By Linch @ 2025-07-10T21:48 (+34)

This is a linkpost to https://linch.substack.com/p/the-rising-premium-for-life

I'm interested in a simple question: Why are people all so terrified of dying? And have people gotten more afraid? (Answer: probably yes!)

In some sense, this should be surprising: Surely people have always wanted to avoid dying? But it turns out the evidence that this preference has increased over time is quite robust.

It's an important phenomenon that has been going on for at least a century, it's relatively new, I think it underlies much of modern life, and yet pretty much nobody talks about it.


I tried to provide a evenhanded treatment of the question, with a "fox" rather than "hedgehog" outlook. In the post, I cover a range of evidence for why this might be true, including VSL, increased healthcare spending, covid lockdowns, parenting and other individual risk behaviors.
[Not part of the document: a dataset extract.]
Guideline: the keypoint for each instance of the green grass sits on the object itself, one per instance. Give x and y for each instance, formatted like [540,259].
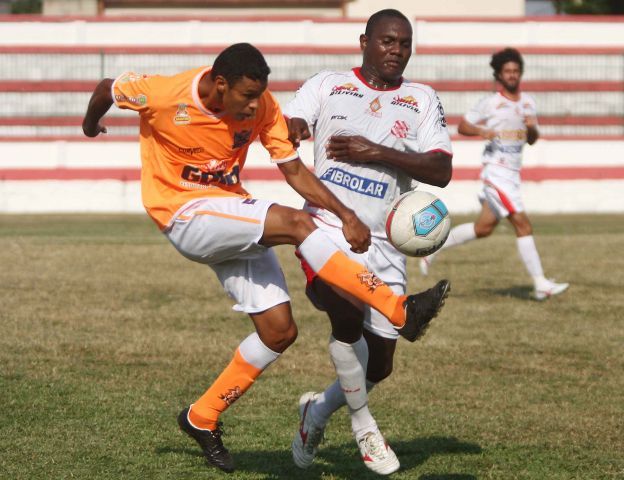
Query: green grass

Conditional upon it being true, I also consider why, drawing on evidence from economic models, evolutionary models, history, and decreased fertility. 


Check it out here! https://linch.substack.com/p/the-rising-premium-for-life 


Ben_West🔸 @ 2025-07-11T00:00 (+6)

I thought this was pretty interesting, I didn't realize it had gone up so much. Thanks for posting!

Patrick Hoang @ 2025-07-11T05:16 (+1)

There could be another reason EAs and rationalists specifically value life a lot more. Suppose there's at least a 1% chance of AI going well and we live in a utopia and achieve immortality and can live for 1 billion years at a really high level. Then the expected value of life is 10,000,000 life-years. It could be much greater too, see Deep Utopia.
 

Anecdotally, I agree with the secularization hypothesis. Does this imply people should be more religious?